東京オフィスビルの空室率、低下幅が縮小 生駒データSS
生駒データサービスシステムは17日、四半期ごとに全国主要都市の賃貸オフィス市場動向についてまとめている「オフィス・マーケット・レポート」を発刊した。それによると、東京のオフィスビルは主要5区(千代田、中央、港、渋谷、新宿)を中心とする築浅大型物件が空室率は0.8%と品薄状態である一方、主要5区全体の平均空室率は3.4%で1999年9月に6.0%を記録して以来下落傾向は続いているもののその低下幅が縮小している。
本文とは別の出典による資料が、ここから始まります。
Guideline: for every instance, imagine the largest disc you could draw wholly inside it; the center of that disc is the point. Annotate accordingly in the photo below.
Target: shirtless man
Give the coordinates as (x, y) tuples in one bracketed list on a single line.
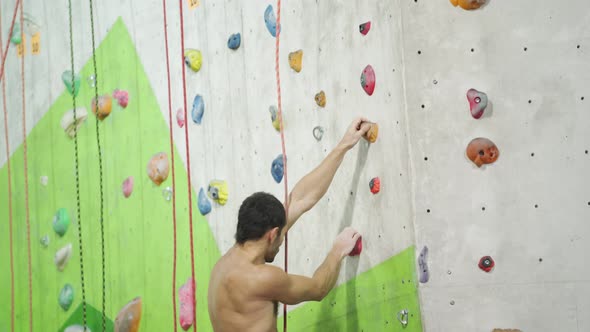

築浅大型物件のストックが少なくなっていることから、テナントの大型移転は減少傾向で、館内での増床や分室で対応する企業が目立つという。これまでのオフィス市場を牽引してきたIT関連企業でも、増床を続ける企業と縮小に向かう企業に分かれつつあり、今後の動向が注目される。
2001年3月末時点での東京の平均空室率と平方メートルあたり平均賃料は、23区が3.6%(前年同期比1.6ポイント減)・14,740円(同350円減)、主要5区が3.4%(同1.7ポイント減)・14,120円(同460円減)だった。主要5区の築浅大型物件は0.8%(同0.9ポイント減)。空室率の最も低いのは港区・港南地区の0.2%で、千代田区・内幸町・霞ヶ関・永田町地区が0.8%で続く。逆に空室率が高いのは中央区・堀留町・東日本橋地区で11.0%、大田区・蒲田地区が10.5%と続いている。